Identity:
Robert Walker Macbeth was an etcher, watercolourist and painter of pastoral landscape and rustic genre. He was the son of the portrait painter Norman Macbeth.
Life:
Macbeth studied in London, where he worked for the Graphic. His realistic scenes of everyday life, painted in the countryside of Lincolnshire and Somerset, were influenced by the works of the landscape and pastoral painter George Hemming Mason and the genre painter and watercolourist Frederick Walker, and have been compared to the writings of Thomas Hardy. His The Cast Shoe was bought by the Chantrey Bequest in 1890.

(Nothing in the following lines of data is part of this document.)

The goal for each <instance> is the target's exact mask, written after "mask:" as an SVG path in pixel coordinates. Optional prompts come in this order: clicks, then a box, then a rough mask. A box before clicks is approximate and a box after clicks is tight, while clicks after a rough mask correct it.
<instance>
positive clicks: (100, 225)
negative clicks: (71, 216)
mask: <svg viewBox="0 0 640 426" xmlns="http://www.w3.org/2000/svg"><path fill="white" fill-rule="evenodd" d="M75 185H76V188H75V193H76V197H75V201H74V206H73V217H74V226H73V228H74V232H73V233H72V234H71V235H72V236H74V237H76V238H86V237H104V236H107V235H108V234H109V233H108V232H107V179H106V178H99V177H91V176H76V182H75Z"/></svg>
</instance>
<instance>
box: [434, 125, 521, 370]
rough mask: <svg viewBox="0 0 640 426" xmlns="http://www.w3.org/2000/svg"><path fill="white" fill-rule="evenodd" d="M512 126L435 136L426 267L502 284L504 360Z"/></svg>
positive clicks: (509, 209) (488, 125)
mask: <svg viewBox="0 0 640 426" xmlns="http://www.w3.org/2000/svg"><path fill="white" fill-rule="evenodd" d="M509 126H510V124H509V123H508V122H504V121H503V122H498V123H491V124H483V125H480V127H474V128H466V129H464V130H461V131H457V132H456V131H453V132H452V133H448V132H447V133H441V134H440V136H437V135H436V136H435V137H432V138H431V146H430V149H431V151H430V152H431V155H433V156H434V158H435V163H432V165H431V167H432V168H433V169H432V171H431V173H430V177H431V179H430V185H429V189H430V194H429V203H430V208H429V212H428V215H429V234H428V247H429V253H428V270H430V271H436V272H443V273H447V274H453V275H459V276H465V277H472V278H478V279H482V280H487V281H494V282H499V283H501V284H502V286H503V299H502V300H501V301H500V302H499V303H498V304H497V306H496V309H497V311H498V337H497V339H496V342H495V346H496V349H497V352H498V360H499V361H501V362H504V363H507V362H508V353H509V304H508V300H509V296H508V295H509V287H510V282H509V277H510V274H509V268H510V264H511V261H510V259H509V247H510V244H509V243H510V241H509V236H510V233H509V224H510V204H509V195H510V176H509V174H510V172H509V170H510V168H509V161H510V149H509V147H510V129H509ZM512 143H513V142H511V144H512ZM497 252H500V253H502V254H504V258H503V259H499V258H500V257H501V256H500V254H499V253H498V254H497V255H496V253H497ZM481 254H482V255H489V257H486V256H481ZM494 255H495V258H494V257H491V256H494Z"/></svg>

Macbeth exhibited from 1871 at the Royal Academy, Royal Society of Portrait Painters, Grosvenor Gallery, New Gallery, Fine Art Society, Royal Society of Artists in Birmingham, Royal Scottish Academy, Glasgow Institute of the Fine Arts, Walker Art Gallery in Liverpool and Manchester City Art Gallery. Thomas Way writing to JW in 1880, described Macbeth's works, which were being exhibited at the Grosvenor Gallery, as 'a failure as usual' (#06082). However, Dowdeswell, who had included Macbeth's etchings with those of JW in an exhibition of miscellaneous etchings in the late 1870s, spoke favourably of Macbeth's work in the following decade (#08699).
In 1871 Macbeth was made an associate of the Royal Water Colour Society, although he was not made a full member until 1901. He became a member of the Royal Society of Painter-Etchers and Engravers in 1880, being made an honorary member in 1909. In 1882 he was elected to the membership of the Royal Institute of Painters in Water Colours and the following year of the Royal Institute of Oil Painters. In 1883 he was elected an associate of the Royal Academy, becoming a full member in 1903.
Like JW, Macbeth was also a member of The Arts Club from 1876 to 1906. In 1882 both Macbeth and JW signed a petition to The Arts Club committee requesting that, during the sitting of Parliament, Parliamentary and General Telegraphic dispatches should be sent to the Club (#13336). Macbeth appears to have shared the Tower House, 28 (46) Tite Street, with R. C. Woodville, G. D. Giles and JW. He was among those who attended a dinner organised by W. C. Symons to congratulate JW on being made an Honorary Member of the Royal Academy of Munich, a dinner which was to be held at the Criterion in Piccadilly on 1 May 1889 (#03666).
Bibliography:
Caw, J. L., Scottish Painting 1620-1908, London, 1908; Wood, Christopher, The Dictionary of Victorian Painters, Woodbridge, 1971; Johnson, J., and A. Gruetzner, The Dictionary of British Artists 1880-1940, Woodbridge, 1980; Walkley, Giles, Artists' houses in London 1764-1914, Aldershot, 1994.